Terkait imigran tujuan Australia dikembalikan kembali ke
Indonesia, Menteri Luar Negeri Indonesia Retno Marsudi telah mempertanyakan hal
ini kepada Duta Besar Australia untuk Indonesia Paul Grigson. Retno menyatakan,
Grigson berjanji akan menyampaikan pertanyaannya ke pemerintah pusat di
Canbera, dan akan segera memberi jawaban.
Apa yang dilakukan Pemerintah Australia yang menolak
kedatangan imigran, sangat mengkhawatirkan karena di dalam kapal terdapat
anak-anak dan ibu hamil. Para imigran merupakan pencari suaka yang rata-rata
berasal dari Bangladesh. Memang, Indonesia sendiri meskipun tidak menjadi
anggota reffugee convention, namun akan tetap menerima para imigran karena
menganggap ini masalah kemanusiaan.
Banyak negara-negara Timur Tengah yang sedang dilanda
konflik dalam negeri, seperti Iran, Irak, Syria dan Afganistan warganya mencari
suaka ke Australia. Mereka melarikan diri dari negaranya hanya dengan
menggunakan sebuah perahu dan bekal makanan seadanya. Indonesia sendiri, karena
mayoritas penduduknya Muslim, telah menjadi tujuan tersendiri bagi pengungsi
suku Muslim Rohingya Myanmar yang tidak diakui di negaranya.

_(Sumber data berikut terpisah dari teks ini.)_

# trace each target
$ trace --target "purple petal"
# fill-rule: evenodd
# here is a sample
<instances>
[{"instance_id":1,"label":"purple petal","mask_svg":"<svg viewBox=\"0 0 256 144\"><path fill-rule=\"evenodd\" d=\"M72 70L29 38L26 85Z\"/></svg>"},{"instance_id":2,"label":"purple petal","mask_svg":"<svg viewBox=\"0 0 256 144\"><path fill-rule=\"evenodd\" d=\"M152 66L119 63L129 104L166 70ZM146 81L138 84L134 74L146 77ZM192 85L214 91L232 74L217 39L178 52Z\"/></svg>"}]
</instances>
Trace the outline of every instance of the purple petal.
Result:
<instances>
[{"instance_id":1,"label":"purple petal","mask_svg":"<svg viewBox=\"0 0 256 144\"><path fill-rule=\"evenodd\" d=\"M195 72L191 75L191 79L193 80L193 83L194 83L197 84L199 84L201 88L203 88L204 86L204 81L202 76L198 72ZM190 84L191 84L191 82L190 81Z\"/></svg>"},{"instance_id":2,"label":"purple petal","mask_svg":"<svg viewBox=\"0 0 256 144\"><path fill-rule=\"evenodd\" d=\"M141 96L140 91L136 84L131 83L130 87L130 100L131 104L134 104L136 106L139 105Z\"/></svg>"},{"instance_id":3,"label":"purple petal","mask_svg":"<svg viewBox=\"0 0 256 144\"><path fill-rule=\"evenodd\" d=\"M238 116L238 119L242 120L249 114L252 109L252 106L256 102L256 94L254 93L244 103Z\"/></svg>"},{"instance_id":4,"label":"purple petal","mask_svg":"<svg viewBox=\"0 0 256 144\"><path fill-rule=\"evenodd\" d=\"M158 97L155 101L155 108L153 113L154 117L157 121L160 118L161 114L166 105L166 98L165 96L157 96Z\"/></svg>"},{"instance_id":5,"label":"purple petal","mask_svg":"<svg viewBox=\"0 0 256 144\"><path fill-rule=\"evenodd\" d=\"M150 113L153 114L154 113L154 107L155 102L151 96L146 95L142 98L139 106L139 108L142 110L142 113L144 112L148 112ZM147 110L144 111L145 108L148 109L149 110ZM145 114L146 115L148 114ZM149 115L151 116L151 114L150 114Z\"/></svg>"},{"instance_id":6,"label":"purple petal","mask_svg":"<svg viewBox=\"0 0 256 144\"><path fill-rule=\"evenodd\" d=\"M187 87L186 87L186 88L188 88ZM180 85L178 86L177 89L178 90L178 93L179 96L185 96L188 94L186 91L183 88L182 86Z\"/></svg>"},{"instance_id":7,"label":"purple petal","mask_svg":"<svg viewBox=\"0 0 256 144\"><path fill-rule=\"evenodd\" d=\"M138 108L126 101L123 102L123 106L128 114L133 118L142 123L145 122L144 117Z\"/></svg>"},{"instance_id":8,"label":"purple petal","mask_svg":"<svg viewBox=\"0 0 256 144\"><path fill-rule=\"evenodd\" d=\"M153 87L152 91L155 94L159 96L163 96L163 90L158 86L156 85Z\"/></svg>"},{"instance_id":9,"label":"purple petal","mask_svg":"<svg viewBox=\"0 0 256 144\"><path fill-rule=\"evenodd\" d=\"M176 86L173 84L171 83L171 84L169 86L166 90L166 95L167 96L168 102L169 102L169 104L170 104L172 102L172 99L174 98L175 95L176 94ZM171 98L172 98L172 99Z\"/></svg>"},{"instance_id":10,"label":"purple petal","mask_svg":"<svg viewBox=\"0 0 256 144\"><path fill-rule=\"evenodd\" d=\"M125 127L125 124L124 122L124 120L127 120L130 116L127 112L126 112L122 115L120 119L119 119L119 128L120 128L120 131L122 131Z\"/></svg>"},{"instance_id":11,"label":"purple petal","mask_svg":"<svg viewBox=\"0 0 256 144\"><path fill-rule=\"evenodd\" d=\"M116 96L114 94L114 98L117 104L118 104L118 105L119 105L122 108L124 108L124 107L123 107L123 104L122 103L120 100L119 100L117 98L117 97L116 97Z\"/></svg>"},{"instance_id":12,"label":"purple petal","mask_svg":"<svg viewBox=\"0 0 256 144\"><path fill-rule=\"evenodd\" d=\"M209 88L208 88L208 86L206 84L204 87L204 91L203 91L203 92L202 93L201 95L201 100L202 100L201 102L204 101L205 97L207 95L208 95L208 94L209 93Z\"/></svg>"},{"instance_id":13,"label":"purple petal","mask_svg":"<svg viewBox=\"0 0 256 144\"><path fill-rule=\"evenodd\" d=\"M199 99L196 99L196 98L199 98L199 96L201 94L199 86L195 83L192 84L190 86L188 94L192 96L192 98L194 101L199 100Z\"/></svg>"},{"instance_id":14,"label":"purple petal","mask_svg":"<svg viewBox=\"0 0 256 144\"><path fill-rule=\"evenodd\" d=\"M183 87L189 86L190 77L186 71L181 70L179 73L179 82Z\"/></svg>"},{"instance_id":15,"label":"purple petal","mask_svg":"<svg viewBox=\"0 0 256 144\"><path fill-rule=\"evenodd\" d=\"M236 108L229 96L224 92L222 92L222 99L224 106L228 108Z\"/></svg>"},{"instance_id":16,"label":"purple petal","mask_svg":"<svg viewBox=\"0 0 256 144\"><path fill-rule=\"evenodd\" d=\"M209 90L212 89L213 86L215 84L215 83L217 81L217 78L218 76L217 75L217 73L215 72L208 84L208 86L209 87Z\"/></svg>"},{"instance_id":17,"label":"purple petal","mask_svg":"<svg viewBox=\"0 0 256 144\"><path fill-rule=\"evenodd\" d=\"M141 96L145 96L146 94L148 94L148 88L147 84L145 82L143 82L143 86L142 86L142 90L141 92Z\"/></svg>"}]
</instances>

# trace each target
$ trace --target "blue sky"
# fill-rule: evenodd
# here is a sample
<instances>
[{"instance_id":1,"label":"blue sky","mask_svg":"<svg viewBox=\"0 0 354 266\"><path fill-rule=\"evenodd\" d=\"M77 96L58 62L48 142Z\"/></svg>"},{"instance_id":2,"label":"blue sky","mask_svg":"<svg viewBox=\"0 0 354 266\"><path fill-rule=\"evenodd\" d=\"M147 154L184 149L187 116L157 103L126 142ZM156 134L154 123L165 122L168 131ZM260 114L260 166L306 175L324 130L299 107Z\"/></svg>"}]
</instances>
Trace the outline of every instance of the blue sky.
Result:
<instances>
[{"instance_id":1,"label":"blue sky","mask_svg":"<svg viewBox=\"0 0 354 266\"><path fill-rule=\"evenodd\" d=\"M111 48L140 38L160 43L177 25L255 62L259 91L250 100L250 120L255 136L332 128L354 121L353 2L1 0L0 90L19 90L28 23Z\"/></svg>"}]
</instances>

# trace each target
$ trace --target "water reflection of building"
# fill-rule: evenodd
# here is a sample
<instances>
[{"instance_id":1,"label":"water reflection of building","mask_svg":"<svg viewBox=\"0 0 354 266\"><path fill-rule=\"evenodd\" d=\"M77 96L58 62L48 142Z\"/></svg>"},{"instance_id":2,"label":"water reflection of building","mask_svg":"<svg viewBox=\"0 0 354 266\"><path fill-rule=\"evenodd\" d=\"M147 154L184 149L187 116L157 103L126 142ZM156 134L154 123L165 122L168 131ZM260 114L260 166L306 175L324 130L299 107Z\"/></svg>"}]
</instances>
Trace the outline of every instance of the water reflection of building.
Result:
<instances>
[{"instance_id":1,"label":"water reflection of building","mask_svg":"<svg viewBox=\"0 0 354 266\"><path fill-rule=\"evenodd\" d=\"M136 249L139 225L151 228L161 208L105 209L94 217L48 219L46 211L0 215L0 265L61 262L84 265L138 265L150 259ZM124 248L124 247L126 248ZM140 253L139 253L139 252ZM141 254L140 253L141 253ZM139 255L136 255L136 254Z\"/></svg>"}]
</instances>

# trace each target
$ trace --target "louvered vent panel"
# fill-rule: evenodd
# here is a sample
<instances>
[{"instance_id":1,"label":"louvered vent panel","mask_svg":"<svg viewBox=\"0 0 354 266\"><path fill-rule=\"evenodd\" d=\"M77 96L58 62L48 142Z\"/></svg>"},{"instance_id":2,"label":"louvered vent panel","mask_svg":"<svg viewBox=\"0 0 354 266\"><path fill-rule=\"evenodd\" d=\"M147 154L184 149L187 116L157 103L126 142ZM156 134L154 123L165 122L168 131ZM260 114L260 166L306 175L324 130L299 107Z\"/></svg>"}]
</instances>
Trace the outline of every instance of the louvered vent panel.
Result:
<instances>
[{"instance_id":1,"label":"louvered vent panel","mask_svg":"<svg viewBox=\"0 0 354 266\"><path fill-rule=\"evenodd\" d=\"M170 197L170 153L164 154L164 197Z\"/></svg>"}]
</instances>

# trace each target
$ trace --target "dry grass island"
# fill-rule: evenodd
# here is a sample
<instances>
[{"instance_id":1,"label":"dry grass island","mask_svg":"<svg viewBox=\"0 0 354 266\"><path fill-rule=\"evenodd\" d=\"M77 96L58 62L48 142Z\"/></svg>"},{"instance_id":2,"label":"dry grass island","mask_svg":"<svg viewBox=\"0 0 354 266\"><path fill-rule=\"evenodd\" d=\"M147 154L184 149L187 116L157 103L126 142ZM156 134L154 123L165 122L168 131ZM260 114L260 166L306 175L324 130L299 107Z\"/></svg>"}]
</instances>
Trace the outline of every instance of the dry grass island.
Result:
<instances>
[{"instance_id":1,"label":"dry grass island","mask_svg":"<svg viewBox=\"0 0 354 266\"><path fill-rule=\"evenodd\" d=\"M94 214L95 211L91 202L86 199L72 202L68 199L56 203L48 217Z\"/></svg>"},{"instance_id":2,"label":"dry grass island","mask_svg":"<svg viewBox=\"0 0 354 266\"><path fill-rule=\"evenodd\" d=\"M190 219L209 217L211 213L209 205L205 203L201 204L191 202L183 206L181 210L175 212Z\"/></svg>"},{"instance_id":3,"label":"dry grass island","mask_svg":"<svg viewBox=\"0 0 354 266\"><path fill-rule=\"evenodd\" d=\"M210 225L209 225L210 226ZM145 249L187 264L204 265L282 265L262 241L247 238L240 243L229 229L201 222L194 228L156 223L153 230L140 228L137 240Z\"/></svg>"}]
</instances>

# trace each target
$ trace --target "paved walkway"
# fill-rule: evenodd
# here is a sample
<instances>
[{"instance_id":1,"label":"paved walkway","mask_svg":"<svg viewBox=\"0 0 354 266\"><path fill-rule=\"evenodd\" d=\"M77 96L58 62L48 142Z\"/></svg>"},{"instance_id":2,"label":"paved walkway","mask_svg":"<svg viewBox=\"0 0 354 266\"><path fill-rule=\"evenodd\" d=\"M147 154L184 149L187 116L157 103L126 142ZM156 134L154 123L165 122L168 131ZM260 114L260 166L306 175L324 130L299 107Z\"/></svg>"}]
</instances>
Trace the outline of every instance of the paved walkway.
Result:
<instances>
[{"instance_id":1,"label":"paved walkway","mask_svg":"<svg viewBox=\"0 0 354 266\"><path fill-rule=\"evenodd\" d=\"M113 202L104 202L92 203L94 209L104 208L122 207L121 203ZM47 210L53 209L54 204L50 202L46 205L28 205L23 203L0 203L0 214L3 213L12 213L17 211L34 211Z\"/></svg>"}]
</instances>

Jumlah pengungsi Rohingya di Indonesia yang ditempatkan di
Aceh hingga saat ini telah mencapai 11.941 orang. Mereka kini masih dalam posisi
menunggu untuk diverifikasi maupun menunggu masa penempatan ke negara ketiga.
Sebab masalah imigran bukan masalah satu atau dua negara saja, melainkan sudah
menjadi masalah regional bahkan internasional.
Karenanya kita berharap negara-negara lain turut menampung
para imigran Rohingya tersebut dan tidak mengandalkan Indonesia semata dalam
penyelesaiannya. Begitu juga terkait 65 pencari suaka yang mencoba mencapai
Australia, yang terdiri dari 54 warga Sri Lanka, 10 orang Bangladesh dan satu
pengungsi dari Myanmar, hendaknya Australia tidak menolaknya, apalagi
“melempar” ke Indonesia. Sebagai dua negara bersahabat (Indonesia-Australia),
sudah seyogyanya memang menerima para pencari suaka tersebut, terlebih dari 65
orang tersebut tiga di antaranya adalah anak-anak. Begitu pula sebagai
sama-sama negara berdaulat, semestinya Australia juga turut merasakan apa yang
dirasakan Pemerintah Indonesia dengan menampung ribuan pengungsi Rohingya.